A/B Testing 101: The Power of Experimentation
The $100M Experiment: How A/B Testing Transformed Bing’s Revenue
"One accurate measurement is worth more than a thousand expert opinions."
– Admiral Grace Hopper
In the digital age, where data reigns supreme, the ability to measure the impact of changes accurately is crucial. The famous quote by Admiral Grace Hopper encapsulates the essence of why businesses like Microsoft's Bing have turned to A/B testing to drive innovation and profitability.
The Bing Case Study
In 2012, a small yet transformative idea within Microsoft’s Bing team provided a striking example of the power of data-driven experimentation. A simple suggestion to change ad headlines was overlooked for months, buried under bigger projects. When finally implemented, this idea became Bing’s most significant revenue-generating change, highlighting the profound impact of rigorous online controlled experiments (A/B tests).
The proposed change involved extending ad title lines by combining them with text from the line below, creating a more engaging headline. Initially deemed low priority, it wasn’t until a developer implemented it—due to its coding simplicity—that the idea was tested on real users. A/B testing split users between the existing and modified layouts, tracking interactions, clicks, and revenue metrics.
Within hours of launch, an anomaly emerged: revenue surged unexpectedly. Teams braced for a potential bug, but upon verification, the results proved legitimate. The new ad layout increased Bing’s revenue by 12%, equating to over $100 million annually in the U.S. alone, highlighting several key lessons:
Value Assessment: Even seemingly minor ideas can have significant impacts, yet their value is often underestimated or overlooked.
Impact of Small Changes: A small alteration can lead to massive financial returns if it aligns well with user behavior and expectations.
Rarity of Big Wins: Not every change will yield such dramatic results; this was one of the few blockbuster successes from thousands of experiments conducted annually.
Efficiency in Experimentation: The overhead of running an experiment must be small. Bing’s engineers had access to ExP, Microsoft’s experimentation system, which made it easy to scientifically evaluate the idea.
What is A/B Testing?
A/B testing, also known as split testing, is a method of comparing two versions of a webpage, email, or other marketing asset to determine which one performs better. By splitting your audience into two groups and showing each group a different version (Version A vs. Version B), you can measure which variation drives more conversions, clicks, or other desired outcomes.
Companies like Airbnb, Amazon, Booking.com, eBay, Facebook, Google, LinkedIn, Lyft, Microsoft, and Netflix rely heavily on online controlled experiments (Gupta et al., 2019). These organisations conduct thousands to tens of thousands of experiments annually, often involving millions of users. They test a wide range of elements, such as user interface (UI) changes, relevance algorithms (including search, ads, personalization, and recommendations), latency and performance, content management systems, customer support systems, and more. Experiments span various channels, including websites, desktop applications, mobile apps, and email.

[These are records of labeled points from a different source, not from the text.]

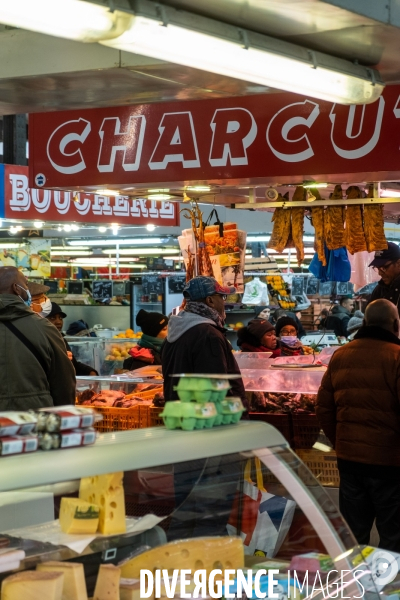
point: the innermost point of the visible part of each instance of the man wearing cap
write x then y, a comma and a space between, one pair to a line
57, 316
41, 304
387, 264
196, 341
35, 369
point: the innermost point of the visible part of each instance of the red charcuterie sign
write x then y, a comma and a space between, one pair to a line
266, 138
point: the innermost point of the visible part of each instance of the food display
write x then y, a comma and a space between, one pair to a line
282, 403
280, 291
202, 403
74, 584
288, 226
78, 516
106, 492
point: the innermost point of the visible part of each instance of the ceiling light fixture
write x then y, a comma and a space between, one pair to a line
159, 196
177, 36
313, 184
198, 188
390, 193
121, 242
71, 19
107, 192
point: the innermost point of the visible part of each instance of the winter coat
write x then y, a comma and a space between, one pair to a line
389, 292
80, 368
138, 362
358, 402
196, 344
338, 320
24, 384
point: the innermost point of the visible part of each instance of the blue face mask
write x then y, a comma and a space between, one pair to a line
28, 300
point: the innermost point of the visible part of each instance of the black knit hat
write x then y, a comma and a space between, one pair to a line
151, 323
280, 324
259, 327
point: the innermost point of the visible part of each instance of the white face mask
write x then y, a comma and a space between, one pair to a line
46, 308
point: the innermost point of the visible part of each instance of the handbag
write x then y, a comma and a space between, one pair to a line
261, 519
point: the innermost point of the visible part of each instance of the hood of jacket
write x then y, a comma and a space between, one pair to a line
179, 324
340, 311
12, 308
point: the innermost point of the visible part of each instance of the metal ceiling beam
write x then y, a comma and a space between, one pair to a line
387, 11
290, 204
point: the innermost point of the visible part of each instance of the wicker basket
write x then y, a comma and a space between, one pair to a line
323, 465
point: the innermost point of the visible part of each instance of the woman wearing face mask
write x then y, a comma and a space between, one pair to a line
259, 336
40, 304
263, 312
148, 350
287, 331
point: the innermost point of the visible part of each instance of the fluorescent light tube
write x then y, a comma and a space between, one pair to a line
141, 251
219, 48
121, 242
71, 19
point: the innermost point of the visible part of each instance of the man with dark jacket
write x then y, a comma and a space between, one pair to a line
57, 316
387, 264
340, 316
196, 341
358, 407
35, 369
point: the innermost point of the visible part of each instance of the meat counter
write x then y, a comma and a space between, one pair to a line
182, 487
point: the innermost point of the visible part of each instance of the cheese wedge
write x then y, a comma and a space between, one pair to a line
74, 587
202, 553
33, 585
78, 516
107, 583
107, 492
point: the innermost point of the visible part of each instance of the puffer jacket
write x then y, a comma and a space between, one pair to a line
24, 385
358, 402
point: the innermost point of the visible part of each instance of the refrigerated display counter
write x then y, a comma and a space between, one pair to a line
183, 486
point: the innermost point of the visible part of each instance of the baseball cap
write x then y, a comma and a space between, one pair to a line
37, 288
383, 256
56, 310
201, 287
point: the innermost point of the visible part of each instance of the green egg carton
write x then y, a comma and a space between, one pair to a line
202, 389
229, 410
189, 415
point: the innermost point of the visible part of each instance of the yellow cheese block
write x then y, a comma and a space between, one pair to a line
129, 589
74, 587
107, 583
78, 516
108, 493
33, 585
202, 553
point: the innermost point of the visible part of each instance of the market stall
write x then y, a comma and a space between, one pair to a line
201, 500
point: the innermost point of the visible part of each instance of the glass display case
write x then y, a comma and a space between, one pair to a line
239, 482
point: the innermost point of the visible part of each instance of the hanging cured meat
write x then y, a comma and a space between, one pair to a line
355, 236
334, 222
317, 219
298, 223
281, 230
374, 225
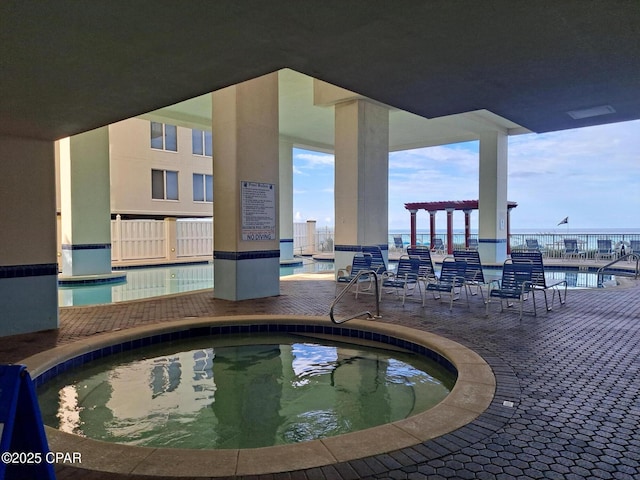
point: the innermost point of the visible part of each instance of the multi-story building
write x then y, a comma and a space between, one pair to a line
158, 170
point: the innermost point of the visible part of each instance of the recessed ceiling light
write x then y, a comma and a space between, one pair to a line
591, 112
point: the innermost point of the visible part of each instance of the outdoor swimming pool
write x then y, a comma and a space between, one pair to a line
157, 281
167, 280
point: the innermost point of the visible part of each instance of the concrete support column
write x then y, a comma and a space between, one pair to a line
467, 228
85, 204
361, 178
492, 203
449, 230
28, 268
286, 200
414, 230
310, 247
245, 175
432, 229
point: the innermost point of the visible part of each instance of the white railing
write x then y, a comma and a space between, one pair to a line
166, 239
194, 238
137, 239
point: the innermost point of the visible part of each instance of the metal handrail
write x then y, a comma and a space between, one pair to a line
628, 256
343, 292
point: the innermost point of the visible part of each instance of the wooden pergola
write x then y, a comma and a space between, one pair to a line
450, 206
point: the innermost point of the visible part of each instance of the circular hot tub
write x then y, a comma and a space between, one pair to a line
470, 396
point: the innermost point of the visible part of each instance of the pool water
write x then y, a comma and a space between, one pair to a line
241, 392
157, 281
168, 280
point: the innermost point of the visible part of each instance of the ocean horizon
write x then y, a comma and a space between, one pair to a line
521, 231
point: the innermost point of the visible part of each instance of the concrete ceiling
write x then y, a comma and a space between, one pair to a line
68, 66
311, 126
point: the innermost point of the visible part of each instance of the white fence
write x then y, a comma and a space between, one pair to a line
160, 239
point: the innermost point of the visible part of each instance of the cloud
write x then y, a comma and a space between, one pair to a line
590, 174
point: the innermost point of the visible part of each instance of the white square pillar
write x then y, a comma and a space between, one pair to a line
28, 268
85, 203
361, 178
492, 203
245, 176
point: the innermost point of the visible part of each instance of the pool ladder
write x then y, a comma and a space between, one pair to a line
627, 257
353, 281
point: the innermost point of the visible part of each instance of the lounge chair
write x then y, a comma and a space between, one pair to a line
540, 281
378, 263
361, 263
405, 277
473, 276
571, 249
451, 280
438, 246
398, 243
426, 272
515, 285
605, 250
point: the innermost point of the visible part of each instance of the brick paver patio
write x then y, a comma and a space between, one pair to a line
572, 375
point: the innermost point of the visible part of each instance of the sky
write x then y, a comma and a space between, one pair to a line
591, 175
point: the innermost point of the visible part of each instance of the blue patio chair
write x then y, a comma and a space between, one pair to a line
451, 280
438, 246
473, 276
571, 249
515, 285
540, 281
361, 263
605, 250
405, 277
378, 263
426, 272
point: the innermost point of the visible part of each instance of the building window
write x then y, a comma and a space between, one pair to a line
164, 137
202, 143
164, 185
202, 187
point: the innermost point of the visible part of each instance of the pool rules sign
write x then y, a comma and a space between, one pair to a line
258, 211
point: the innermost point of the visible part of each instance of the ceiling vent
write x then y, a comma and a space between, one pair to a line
591, 112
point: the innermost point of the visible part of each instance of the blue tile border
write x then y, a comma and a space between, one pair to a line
21, 271
252, 255
214, 330
86, 246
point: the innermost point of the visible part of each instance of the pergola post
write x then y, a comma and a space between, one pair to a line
467, 227
432, 227
413, 240
450, 230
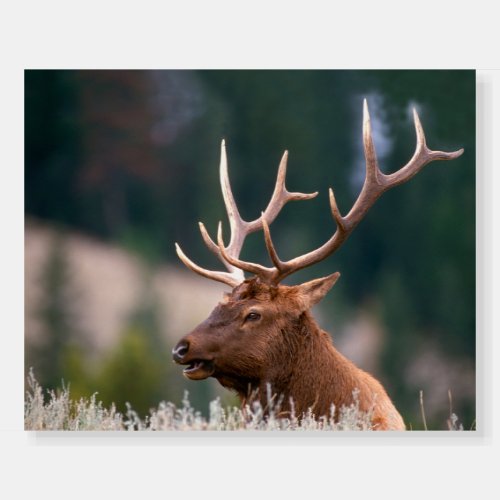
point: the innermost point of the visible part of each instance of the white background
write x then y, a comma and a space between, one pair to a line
231, 34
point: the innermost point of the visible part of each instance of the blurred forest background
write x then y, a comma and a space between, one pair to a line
119, 165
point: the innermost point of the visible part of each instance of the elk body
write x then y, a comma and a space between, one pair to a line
263, 333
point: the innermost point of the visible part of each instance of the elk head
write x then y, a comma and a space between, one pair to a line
262, 331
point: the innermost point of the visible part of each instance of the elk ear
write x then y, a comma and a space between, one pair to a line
313, 291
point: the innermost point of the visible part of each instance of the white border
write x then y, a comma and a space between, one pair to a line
223, 34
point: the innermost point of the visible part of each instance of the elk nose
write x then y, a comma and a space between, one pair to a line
180, 350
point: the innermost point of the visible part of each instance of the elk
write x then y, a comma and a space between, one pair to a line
263, 333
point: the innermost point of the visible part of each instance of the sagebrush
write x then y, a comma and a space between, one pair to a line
57, 411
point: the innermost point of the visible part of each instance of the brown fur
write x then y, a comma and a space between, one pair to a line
284, 348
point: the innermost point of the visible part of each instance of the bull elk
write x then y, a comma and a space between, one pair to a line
263, 332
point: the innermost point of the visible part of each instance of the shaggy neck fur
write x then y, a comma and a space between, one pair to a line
310, 371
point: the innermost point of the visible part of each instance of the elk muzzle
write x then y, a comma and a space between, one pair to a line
197, 368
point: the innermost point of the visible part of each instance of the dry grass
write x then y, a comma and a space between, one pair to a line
59, 412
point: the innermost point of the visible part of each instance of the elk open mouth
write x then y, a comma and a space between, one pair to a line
198, 369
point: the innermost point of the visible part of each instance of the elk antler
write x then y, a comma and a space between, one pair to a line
376, 183
240, 228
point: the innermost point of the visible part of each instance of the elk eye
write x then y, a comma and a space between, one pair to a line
252, 316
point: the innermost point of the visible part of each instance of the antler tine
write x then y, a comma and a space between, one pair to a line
376, 183
231, 279
250, 267
240, 228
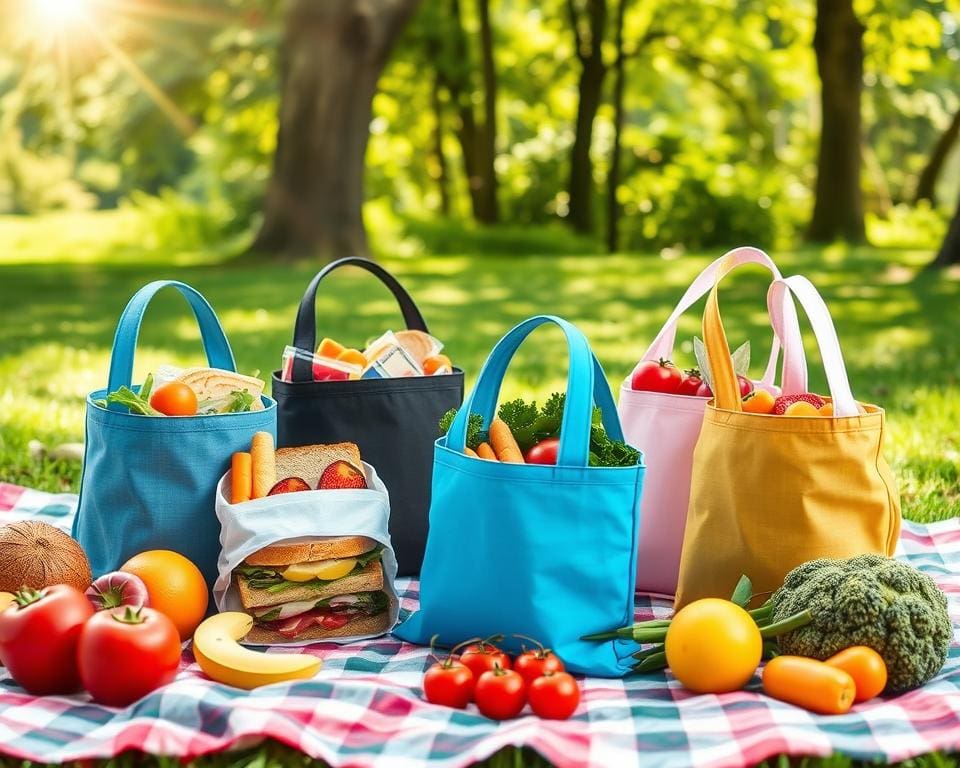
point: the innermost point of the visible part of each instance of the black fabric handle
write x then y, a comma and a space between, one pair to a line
305, 331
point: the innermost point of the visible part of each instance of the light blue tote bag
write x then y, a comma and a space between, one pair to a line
150, 482
544, 551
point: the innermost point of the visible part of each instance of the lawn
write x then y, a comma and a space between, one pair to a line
898, 325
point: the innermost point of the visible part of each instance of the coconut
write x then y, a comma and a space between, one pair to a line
37, 555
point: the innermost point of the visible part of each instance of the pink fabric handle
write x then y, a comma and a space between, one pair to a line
778, 298
794, 377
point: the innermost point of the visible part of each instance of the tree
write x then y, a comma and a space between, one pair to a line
927, 183
332, 56
838, 43
589, 26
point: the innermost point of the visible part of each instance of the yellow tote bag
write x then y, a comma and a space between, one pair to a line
770, 492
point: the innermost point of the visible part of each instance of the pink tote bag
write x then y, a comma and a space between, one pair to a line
665, 427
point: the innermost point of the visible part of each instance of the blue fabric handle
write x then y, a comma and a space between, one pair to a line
215, 344
586, 385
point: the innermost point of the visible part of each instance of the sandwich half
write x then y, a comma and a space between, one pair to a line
314, 589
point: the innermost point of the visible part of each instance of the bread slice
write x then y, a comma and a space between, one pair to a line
308, 461
217, 384
311, 550
362, 625
369, 579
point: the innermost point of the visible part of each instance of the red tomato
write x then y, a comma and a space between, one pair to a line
124, 654
500, 694
38, 638
657, 376
482, 657
691, 383
533, 664
554, 696
175, 399
448, 683
544, 452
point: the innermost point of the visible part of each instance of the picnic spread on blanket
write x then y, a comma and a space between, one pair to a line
367, 565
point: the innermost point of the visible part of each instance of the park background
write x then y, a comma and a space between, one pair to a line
504, 158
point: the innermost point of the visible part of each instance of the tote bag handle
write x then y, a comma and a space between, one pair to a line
727, 392
305, 330
794, 368
586, 385
215, 344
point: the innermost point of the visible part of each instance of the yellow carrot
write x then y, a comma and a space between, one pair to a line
484, 451
241, 477
504, 443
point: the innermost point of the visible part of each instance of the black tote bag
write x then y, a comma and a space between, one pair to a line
393, 421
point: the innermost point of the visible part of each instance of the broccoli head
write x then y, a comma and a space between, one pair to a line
868, 600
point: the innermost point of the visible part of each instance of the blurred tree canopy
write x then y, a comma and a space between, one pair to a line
645, 124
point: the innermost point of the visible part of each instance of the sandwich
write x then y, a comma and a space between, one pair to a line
314, 589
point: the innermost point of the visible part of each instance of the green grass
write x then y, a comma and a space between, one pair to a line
898, 325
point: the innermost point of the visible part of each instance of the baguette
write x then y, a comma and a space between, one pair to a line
504, 444
264, 464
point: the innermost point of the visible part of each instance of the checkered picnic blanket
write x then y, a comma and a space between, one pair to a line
365, 707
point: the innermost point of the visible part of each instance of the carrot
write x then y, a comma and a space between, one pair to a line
484, 451
263, 464
865, 666
241, 477
504, 443
810, 684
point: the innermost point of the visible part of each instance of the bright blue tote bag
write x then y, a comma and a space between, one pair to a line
544, 551
150, 482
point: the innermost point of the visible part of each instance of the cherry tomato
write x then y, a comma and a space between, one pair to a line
482, 657
544, 452
554, 696
126, 653
39, 632
657, 376
448, 683
174, 399
537, 662
691, 383
500, 694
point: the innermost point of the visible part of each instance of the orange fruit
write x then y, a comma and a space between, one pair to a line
353, 356
801, 408
759, 401
175, 586
330, 348
433, 364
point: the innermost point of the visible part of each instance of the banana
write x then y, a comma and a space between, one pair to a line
223, 659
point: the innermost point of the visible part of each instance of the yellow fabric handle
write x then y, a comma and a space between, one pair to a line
726, 389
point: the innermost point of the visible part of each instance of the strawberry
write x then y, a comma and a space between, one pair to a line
341, 474
783, 402
289, 485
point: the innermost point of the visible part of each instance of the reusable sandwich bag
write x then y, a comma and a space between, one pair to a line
539, 550
393, 421
665, 427
149, 482
252, 525
771, 492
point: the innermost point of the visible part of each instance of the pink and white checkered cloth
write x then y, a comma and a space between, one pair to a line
365, 707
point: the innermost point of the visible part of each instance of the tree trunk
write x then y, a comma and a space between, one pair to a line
613, 176
489, 145
927, 184
838, 42
592, 74
950, 250
332, 56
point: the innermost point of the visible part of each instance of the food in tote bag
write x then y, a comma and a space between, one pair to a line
392, 355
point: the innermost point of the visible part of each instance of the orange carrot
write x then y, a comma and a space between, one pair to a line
484, 451
504, 444
241, 477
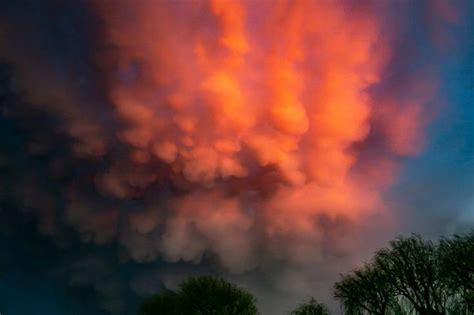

For example, if you’re testing a landing page, you might experiment with two different headlines. Group A sees “Save Big on Your Next Adventure,” while Group B sees “Discover Affordable Travel Deals.” By analysing which headline leads to more sign-ups or sales, you gain valuable insights into what resonates with your audience.
In typical online controlled experiments, users are randomly assigned to different variants in a consistent manner, ensuring they experience the same variant across multiple visits. In the Bing example, the Control group saw the original ad display, while the Treatment group saw ads with longer titles. User interactions with the Bing website were tracked and logged, enabling the calculation of metrics from the logged data. These metrics were then used to evaluate the differences between the variants.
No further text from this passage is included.